Wahlen 2019 | Die Meinung des Wahlforschers
«Erstaunlich ist die Höhe des Verlustes»
Die Wahlumfrage zum Kanton Wallis liegt vor. Bruno Wüest von der Forschungsstelle sotomo hat sie erarbeitet. Seine Einordnung.
Bruno Wüest, die C-Familie verliert, die Grünen gewinnen deutlich. Hat Sie das überrascht?
«Dass die C-Parteien verlieren und die Grünen zulegen, ist nicht überraschend. Erstaunlich ist die Höhe des Verlustes bei den C-Parteien beziehungsweise des Gewinns bei den Grünen. Doch es gibt Erklärungen für diese Ergebnisse.»
Welche?
«Bei den Grünen ist es die derzeitige Themenkonjunktur. Ökologische Themen sind schweizweit hoch im Kurs – und demnach auch im Wallis. Bei der CVP zeichnet sich hingegen eine Normalisierung der Parteienlandschaft im Vergleich zu anderen Kantonen ab. Die C-Familie ist zwar immer noch sehr dominant, aber das Wallis rückt parteipolitisch näher an andere Kantone. Auch in diesen verlieren die dominierenden Parteien an Einfluss, in Zürich beispielsweise die SVP. Dominierende Parteien geraten zunehmend unter Druck.»
Hängen die Verluste bei den C-Parteien zusammen mit den Gewinnen der Grünen?
«Nein, das sind zwei verschiedene Trends. Es ist nicht so, dass die Grünen direkt von den Verlusten der CVP profitieren. Vielmehr kommt bei den Grünen ein Mobilisierungseffekt, bei der CVP ein Normalisierungseffekt zum Tragen.»

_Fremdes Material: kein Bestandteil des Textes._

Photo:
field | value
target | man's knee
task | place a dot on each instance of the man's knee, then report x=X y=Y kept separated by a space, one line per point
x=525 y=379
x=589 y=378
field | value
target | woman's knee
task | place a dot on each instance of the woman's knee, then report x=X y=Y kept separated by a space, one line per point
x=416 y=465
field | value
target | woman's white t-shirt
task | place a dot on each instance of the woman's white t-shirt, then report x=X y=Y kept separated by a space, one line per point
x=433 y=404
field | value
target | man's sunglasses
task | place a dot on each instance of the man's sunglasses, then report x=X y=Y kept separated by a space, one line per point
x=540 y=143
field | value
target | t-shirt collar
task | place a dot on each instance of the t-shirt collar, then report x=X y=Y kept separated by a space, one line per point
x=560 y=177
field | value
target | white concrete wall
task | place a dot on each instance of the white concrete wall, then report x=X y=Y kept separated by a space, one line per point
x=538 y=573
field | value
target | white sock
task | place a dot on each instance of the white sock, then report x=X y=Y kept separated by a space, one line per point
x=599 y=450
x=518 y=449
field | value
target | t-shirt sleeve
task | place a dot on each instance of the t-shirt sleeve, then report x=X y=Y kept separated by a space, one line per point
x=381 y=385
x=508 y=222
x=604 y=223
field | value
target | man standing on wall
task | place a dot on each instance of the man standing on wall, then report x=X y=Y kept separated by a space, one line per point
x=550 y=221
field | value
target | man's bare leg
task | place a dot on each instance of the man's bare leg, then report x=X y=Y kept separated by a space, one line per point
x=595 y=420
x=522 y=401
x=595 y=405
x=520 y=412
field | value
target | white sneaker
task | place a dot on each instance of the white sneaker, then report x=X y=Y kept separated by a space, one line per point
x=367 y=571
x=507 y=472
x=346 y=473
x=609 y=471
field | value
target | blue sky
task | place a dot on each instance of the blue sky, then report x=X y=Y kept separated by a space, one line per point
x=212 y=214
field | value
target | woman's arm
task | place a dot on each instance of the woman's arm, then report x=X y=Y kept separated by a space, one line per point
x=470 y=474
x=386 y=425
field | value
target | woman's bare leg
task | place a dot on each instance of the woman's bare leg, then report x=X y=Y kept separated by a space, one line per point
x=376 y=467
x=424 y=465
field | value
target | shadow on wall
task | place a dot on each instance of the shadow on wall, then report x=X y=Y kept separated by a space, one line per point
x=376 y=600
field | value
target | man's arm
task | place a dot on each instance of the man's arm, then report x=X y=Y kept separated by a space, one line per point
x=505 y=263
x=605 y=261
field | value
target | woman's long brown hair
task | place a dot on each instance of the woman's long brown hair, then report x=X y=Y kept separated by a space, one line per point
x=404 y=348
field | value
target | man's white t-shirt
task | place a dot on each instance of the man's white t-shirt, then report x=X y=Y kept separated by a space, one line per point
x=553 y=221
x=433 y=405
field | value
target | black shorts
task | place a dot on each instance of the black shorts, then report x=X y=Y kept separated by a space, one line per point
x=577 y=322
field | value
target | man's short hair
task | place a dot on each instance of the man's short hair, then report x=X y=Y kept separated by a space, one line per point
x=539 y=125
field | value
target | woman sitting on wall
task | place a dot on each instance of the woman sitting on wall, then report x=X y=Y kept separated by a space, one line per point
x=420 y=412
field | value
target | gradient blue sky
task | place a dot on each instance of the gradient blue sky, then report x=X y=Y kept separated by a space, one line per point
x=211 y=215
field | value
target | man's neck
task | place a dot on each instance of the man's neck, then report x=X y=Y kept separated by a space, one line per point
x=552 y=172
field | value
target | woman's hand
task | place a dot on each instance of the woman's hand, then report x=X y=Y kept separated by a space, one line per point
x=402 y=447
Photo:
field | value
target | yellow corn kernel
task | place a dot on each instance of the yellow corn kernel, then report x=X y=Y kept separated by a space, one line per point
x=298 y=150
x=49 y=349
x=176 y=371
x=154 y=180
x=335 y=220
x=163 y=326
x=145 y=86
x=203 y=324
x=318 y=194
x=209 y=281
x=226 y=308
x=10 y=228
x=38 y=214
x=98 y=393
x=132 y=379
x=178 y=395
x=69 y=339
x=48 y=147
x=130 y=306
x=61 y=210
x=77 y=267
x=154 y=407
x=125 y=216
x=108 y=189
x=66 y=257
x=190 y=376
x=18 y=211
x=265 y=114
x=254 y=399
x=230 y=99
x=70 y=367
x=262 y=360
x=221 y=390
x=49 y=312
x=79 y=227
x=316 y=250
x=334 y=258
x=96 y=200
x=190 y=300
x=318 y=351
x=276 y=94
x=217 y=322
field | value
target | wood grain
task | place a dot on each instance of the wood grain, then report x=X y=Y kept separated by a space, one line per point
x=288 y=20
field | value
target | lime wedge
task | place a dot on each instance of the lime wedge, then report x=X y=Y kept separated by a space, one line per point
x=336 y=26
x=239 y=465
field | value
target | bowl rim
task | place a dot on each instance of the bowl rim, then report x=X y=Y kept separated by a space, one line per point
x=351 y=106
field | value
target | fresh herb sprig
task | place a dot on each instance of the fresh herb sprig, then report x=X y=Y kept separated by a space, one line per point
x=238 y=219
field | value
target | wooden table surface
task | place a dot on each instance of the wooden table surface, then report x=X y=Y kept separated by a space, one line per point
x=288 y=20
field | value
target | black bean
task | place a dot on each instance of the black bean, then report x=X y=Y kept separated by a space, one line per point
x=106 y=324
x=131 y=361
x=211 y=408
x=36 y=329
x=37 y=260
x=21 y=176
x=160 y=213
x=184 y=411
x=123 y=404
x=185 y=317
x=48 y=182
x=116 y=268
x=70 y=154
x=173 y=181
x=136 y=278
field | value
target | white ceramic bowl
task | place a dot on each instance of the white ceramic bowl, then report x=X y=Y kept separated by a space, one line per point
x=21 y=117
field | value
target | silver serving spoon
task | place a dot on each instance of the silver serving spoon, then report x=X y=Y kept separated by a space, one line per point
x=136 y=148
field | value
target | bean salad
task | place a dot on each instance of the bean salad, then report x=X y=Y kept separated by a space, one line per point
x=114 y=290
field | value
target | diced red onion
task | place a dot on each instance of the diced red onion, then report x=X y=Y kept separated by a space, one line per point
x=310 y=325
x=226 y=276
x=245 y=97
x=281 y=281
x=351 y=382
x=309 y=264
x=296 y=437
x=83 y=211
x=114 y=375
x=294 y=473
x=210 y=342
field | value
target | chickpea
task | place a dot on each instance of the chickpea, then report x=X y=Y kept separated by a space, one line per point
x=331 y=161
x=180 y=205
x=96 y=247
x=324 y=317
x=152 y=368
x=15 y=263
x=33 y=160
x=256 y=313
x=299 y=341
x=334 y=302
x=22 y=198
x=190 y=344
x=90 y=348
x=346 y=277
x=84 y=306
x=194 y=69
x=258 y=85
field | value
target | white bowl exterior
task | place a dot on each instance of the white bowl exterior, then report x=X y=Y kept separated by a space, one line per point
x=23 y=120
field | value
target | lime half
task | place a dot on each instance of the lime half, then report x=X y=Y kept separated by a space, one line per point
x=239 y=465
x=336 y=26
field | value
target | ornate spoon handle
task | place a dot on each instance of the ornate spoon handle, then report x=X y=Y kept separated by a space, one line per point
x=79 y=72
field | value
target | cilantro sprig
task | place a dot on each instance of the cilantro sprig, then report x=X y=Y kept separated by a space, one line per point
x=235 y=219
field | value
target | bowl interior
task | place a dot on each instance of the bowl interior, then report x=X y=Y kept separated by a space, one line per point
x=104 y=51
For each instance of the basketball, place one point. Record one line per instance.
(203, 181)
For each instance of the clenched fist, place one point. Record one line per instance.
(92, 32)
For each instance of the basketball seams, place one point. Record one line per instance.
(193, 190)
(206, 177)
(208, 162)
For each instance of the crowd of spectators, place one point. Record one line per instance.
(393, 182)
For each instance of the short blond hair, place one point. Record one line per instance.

Die SVP scheint sich im Wallis gut zu halten, in anderen Kantonen
schwächelt sie.
«Richtig, dies ist eine weitere ‹Walliser Eigenheit›. Doch die weiteren Parteien sind nach unseren Einschätzungen im Vergleich zu den Wahlen 2015 relativ konstant – mit leichten Verlusten.»
Die Grünliberalen sind im Gegensatz zu den Grünen bescheiden unterwegs.
«Weil es mit Avenir Ecologie eine direkte Konkurrenz zu den Grünliberalen gibt. Und es ist eine sehr junge Partei. Daher kann die GLP im Wallis nicht punkten wie in der übrigen Schweiz.»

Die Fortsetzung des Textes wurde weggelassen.